Some other important points: Don stressed the importance of keeping this kind of instruction upbeat and fast-paced (which makes great sense). He also stressed the inadequacy of computer-based approaches with this kind of instruction (which also registers with me). And, I would add, that while the decoding problems are being addressed, a lot of listening comprehension and vocabulary work needs to be done (so these students don't stagnate intellectually).

1 comment:

Marilyn Jager Adams said...

Hi Tim –

I'm not usually a blogger, but I can't help it. In this post, you've hit on what I see as one of our toughest and most important challenges.

Yes! Adolescents who struggle with basics need lots of help, and they need it urgently. Yes! It must be help that is age-appropriate in pace, design, and "attitude." And yes! One-on-one instruction is especially important for such students since each of them tends to be missing or confused about something different. On top of a good scope and sequence, these students need an instructor who is sensitive to signs of hesitation or confusion and, equally, to those of secure performance -- these kids have neither time nor patience to dwell on what they've already got down. Finally, yes! Wouldn't it be great if elementary instruction were so infallible that no student, ever again, would find her or himself in this predicament? Unfortunately, that is not likely. Strive as we must to reduce such need, we are unlikely ever to eliminate it.

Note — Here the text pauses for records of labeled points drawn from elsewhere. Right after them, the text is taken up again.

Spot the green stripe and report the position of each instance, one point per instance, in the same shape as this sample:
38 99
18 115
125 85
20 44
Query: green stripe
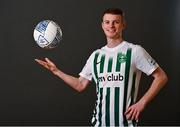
127 69
100 106
116 106
132 95
102 63
95 68
118 63
95 71
133 89
110 64
107 115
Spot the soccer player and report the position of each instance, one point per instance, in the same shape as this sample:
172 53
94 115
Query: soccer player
116 69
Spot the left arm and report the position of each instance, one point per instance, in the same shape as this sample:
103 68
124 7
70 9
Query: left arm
160 79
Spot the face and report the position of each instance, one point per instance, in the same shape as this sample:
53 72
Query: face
112 26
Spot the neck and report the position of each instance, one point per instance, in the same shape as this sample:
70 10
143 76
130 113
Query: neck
111 43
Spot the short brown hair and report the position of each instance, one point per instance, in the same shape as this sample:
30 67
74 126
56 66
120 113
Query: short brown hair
115 11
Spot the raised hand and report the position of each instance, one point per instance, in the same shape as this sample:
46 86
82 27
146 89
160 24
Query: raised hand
48 64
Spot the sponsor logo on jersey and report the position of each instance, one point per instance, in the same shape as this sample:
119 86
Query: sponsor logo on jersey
111 77
122 58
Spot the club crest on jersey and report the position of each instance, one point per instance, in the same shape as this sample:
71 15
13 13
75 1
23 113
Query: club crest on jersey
122 58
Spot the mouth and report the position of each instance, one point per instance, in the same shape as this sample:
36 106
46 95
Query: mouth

So, no! Don't dismiss the potential of software so fast!

As you know, I'm an author on Scholastic's System 44. System 44 is especially designed as a "prequel" to Read 180 for just those kids whom you're talking about. It is designed to boost decoding together with spelling, usage, and vocabulary. Based on pre-test results, System 44 (conservatively) places kids where they need to start working. Then, towards optimizing the pace and maximizing the help, the software continually monitors the students' speed and accuracy so as to dig deeper or move on in deference to their individual needs.

As you point out, we know what these kids need in theory; we are obligated to help them in principle; but our schools lack the human capacity to give them the individual time and attention that is required to keep them on task and on track.

Really, Tim, this is a textbook case for good software. If the software of yesteryear didn't do the job for these kids, then the challenge is to develop designs that are new and better.